Nostalgia aside, Lucas’s response was automatic. “You know, I’m not much of a teacher.”
Nick wasn’t giving up. “Even if—”
“Sorry,” Lucas said, cutting him off. He didn’t want to give the kid even a whiff of false hope. “It’s really not my thing, buddy.”
Lucas had no interest in trying to be a role model for Jenna Turner’s precious children. One wrong step and he’d never hear the end of it. She already seemed to think his lack of houseplants meant he was some kind of deadbeat. Since when had ferns become a hallmark of responsibility?
Besides, dogs were much easier than kids. Dogs were sweet. Dogs were loyal. They loved naps and didn’t mind eating the same food every day. They didn’t require help with their homework or braces for their teeth or a college education.
Best of all, dogs loved with their whole hearts. Lucas didn’t have to worry about letting Tank down. His dog had never once looked at him with anything other than complete adoration in his soft, brown eyes.

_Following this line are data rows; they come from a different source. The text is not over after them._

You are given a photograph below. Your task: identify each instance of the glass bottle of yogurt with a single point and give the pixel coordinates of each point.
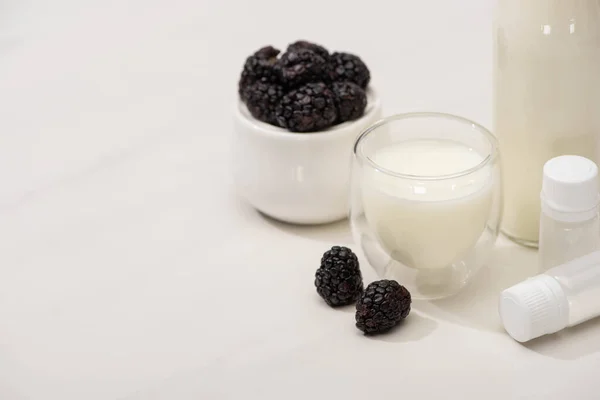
(546, 97)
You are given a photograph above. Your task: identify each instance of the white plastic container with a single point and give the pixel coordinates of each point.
(570, 222)
(562, 297)
(546, 97)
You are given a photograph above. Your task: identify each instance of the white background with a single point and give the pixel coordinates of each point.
(129, 269)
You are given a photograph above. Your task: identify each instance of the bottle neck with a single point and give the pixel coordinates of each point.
(570, 216)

Kids, on the other hand, were far more complicated.
And if the crushed expression on Jenna’s son’s face was any indication, they were also much easier to disappoint.
What a difference a day makes.
Or more accurately, a fence.
Jenna stood at the pretty turquoise stove in her half of the beach house and flipped a pancake over with a flick of the spatula. Two place settings of beachy pastel china were already set out on the kitchen counter, along with a pitcher of fresh orange juice and warm maple syrup.

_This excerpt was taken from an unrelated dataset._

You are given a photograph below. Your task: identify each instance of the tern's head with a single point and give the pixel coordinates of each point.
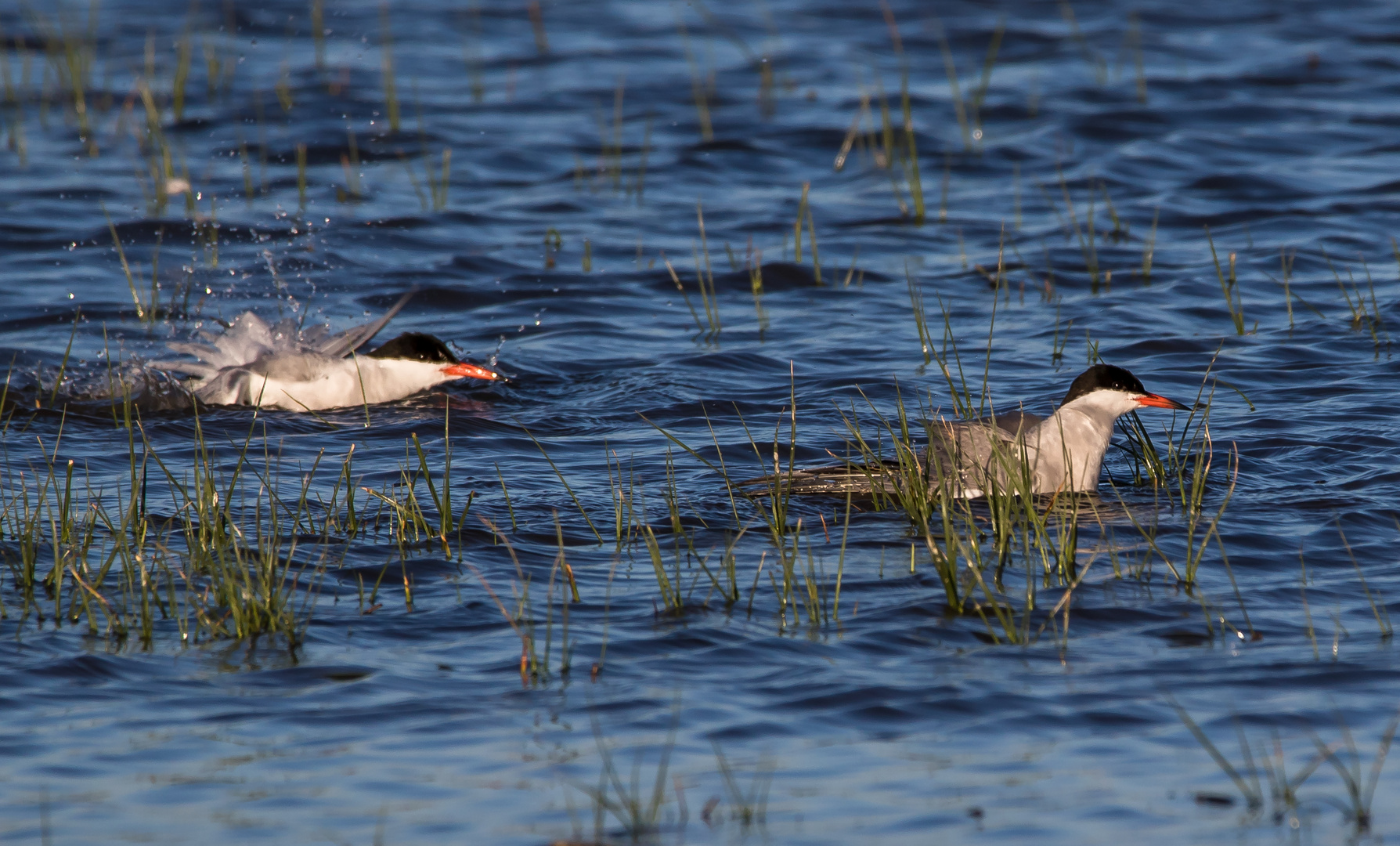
(1116, 391)
(428, 352)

She was in a far better mood this morning than the previous one. She hadn’t heard a peep from the other side of the duplex since the discussion surrounding the fence. No loud guitar music, no barking, no Lucas.
It was bliss.
She’d slept like a baby and even managed to wake up early enough to write two full pages before getting Nick and Ally out of bed. Boom. Meanwhile, Mr. Slack would probably roll out of bed at noon.
Fine. He could do whatever he wanted over there across the fence. Jenna didn’t care one way or another. She had a book to write and pancakes to make. Since she was in such a celebratory mood, she’d tossed a generous portion of chocolate chips into the batter. Ally would be thrilled.
Jenna called upstairs, ready for a stampede. “Who wants the first stack of pancakes?”
Her kids considered pretty much everything a competition, so she figured they’d be barreling down the stairs within seconds. But when she glanced at the ceiling, bracing for impact, there was no response whatsoever.
She tried again. “Nick? Ally?”
Still nothing from inside the house, but a few familiar yips drifted through the open window.
Tank, of course. But why was he barking all of a sudden, just when Nick and Ally had gone conspicuously missing?
Oh no.
Jenna dropped the spatula as Lucas’s words rang in her head, clear as a bell.
I’ll keep my furry kid on this side if you keep your kids on that side.
She couldn’t be the one to break their delicate truce. Not after he’d looked at her like she was a crazy person for dividing the deck into halves. If Ally and Nick were on the other side of the fence, he’d never let her live it down. It would be humiliating—beyondhumiliating—and she wasn’t sure she could take five straight weeks of looking at Lucas’s smug surfer grin.
Even if that grin was framed by a set of oh-so-appealing dimples.
She blinked. What was she thinking? She couldn’t possibly find Lucas McKinnon attractive. There was nothing nice about him whatsoever. Not his sandy wetsuit that he constantly left lying around, not his surfboards that were strewn all over the patio, and not his late-night guitar music. Not even his dimples.
Or the goofy voice he used when he talked to his scruffy little dog.